Approximation of the ergodic measure of SDEs with singular drift by Euler-Maruyama scheme (2301.08903v1)

Abstract: We study the approximation of the ergodic measure of the following stochastic differential equation (SDE) on $\mathbb{R}^d$: \begin{eqnarray}\label{e:SDEE} d X_t &=& (b_1(X_t)+b_2(X_t)) d t+\sigma(X_t) d W_t, \end{eqnarray} where $W_t$ is a $d$-dimensional standard Brownian motion, and $b_1: \mathbb{R}^d \mapsto \mathbb{R}^d$, $b_2: \mathbb{R}^d \mapsto \mathbb{R}^d$ and $\sigma: \mathbb{R}^d \mapsto \mathbb{R}^{d\times d}$ are the functions to be specified in Assumption 2.1 below.
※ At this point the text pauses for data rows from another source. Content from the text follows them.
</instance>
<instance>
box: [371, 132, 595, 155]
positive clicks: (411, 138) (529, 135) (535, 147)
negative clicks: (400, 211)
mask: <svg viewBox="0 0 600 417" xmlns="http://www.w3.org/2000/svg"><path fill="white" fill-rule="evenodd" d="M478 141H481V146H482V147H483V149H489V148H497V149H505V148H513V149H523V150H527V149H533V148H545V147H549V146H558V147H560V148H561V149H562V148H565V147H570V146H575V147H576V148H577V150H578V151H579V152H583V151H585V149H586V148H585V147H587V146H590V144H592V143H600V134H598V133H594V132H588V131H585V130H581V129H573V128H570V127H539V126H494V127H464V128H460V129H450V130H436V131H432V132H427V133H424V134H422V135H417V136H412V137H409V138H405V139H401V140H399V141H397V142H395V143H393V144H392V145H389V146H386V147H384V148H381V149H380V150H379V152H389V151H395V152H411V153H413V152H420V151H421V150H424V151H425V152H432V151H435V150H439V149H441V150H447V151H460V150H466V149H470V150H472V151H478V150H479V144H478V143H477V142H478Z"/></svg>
In particular, $b_1$ satisfies $b_1\in \mathbb{L}^\infty(\mathbb{R}^d)\cap \mathbb{L}^1(\mathbb{R}^d)$ or $b_1 \in \mathcal{C}_b^{\alpha}(\mathbb{R}^d)$ with $\alpha\in (0,1)$, which makes the standard numerical schemes not work or fail to give a good convergence rate. In order to overcome these two difficulties, we first apply a Zvonkin's transform to SDE and obtain a new SDE which has coefficients with nice properties and admits a unique ergodic measure $\widehat \mu$, then discretize the new equation by Euler-Maruyama scheme to approximate $\widehat \mu$, and finally use the inverse Zvonkin's transform to get an approximation of the ergodic measure of SDE, denoted by $\mu$. Our approximation method is inspired by Xie and Zhang [22]. The proof of our main result is based on the method of introducing a stationary Markov chain, a key ingredient in this method is establishing the regularity of a Poisson equation, which is done by combining the classical PDE local regularity and a nice extension trick introduced by Gurvich [10].